しかしこの日、彼のまぶたがふわりと動いた。
「……ん、あれ……起きてる……」
側にいたトアルコが顔をのぞきこむ。
「ネムルさん! お目覚めですか?」
「……なんでそんなに嬉しそうなの……?」
「だって、ずっと寝てらしたから……心配で……」
「……心配されるの、久しぶり……ふしぎな気分……」
ネムルは体を起こし、ゆっくりと背伸びをする。
「なんか、夢を見たんだよ。昔の夢」
ネムルが語ったのは、彼がまだ“毒使い”と呼ばれていた頃のこと。
「毒ってね、嫌われるものだって思われてる。でもさ――
あるとき、毒でしか助けられない子がいたんだ」
それは魔素過剰で苦しむ少年を、“一時的に麻痺”させることで救うという行為だった。
誰もが手を引く中で、ネムルだけが毒の力で少年を眠らせ、命をつないだ。
「それ以来、ぼくは毒を“やさしいもの”にしたかった。
ゆっくり眠れる、安心できる、傷つかなくて済む……そんな毒をね」
トアルコは、そっと言った。
「……すごいです、ネムルさん。
“人を助けたい”って想いが、毒すら優しくしてしまったんですね……」
「……うん」
ネムルは微笑んだ。
「トアルコのとこ、あったかいもん。

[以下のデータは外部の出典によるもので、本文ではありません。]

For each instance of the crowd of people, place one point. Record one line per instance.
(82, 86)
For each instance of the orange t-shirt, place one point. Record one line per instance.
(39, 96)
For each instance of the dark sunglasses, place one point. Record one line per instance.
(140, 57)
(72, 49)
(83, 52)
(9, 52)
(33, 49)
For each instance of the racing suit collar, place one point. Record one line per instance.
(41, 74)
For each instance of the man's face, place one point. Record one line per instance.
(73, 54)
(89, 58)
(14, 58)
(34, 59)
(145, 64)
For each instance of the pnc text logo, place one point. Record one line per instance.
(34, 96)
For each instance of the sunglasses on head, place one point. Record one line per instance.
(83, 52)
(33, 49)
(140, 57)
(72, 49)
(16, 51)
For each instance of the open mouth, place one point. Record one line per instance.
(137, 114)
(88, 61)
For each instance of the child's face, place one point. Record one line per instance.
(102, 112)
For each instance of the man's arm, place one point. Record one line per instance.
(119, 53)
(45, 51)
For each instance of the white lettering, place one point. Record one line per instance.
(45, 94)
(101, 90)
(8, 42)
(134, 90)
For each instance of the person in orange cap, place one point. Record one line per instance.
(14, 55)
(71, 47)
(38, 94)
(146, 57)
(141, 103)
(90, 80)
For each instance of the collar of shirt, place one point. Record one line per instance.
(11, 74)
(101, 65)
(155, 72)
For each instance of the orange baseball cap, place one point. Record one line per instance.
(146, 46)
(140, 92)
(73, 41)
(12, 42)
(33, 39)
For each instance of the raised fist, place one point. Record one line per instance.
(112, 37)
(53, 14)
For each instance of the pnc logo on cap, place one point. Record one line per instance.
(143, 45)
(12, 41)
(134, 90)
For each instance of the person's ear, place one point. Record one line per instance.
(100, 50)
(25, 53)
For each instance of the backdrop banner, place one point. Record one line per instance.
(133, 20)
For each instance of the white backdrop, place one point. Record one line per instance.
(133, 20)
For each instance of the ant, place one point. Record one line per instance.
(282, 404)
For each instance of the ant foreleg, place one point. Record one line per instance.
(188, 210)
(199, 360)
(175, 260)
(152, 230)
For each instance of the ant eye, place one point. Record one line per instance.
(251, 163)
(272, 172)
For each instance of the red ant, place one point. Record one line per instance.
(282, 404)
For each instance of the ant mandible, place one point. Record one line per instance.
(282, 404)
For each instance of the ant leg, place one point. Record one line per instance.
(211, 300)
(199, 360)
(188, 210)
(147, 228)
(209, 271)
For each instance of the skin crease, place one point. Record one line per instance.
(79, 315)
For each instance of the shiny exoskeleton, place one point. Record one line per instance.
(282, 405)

ここなら、やさしい毒でいられる気がする」
そして、彼は立ち上がった。
「ぼく……しばらく起きてようかな。
この城の毒草園、ちゃんと手入れしたくなってきた」
「えっ、毒草園……?」
「だいじょうぶ、やさしいやつだけにするから」
リゼが遠巻きに睨むように見ていたが、トアルコはぽつりと言った。
「……ネムルさんは、きっと毒を育ててるんじゃなくて、
“安心して眠れる場所”をつくってるんですね」
そう言われたネムルは、すこし照れたように、もう一度寝袋に潜った。
「じゃあ、安心ついでに……もうちょっとだけ、寝るね……zzz」
毒を扱う者が、やさしさのために目覚める日。
魔王城の中庭には、その日も穏やかな風が吹いていた。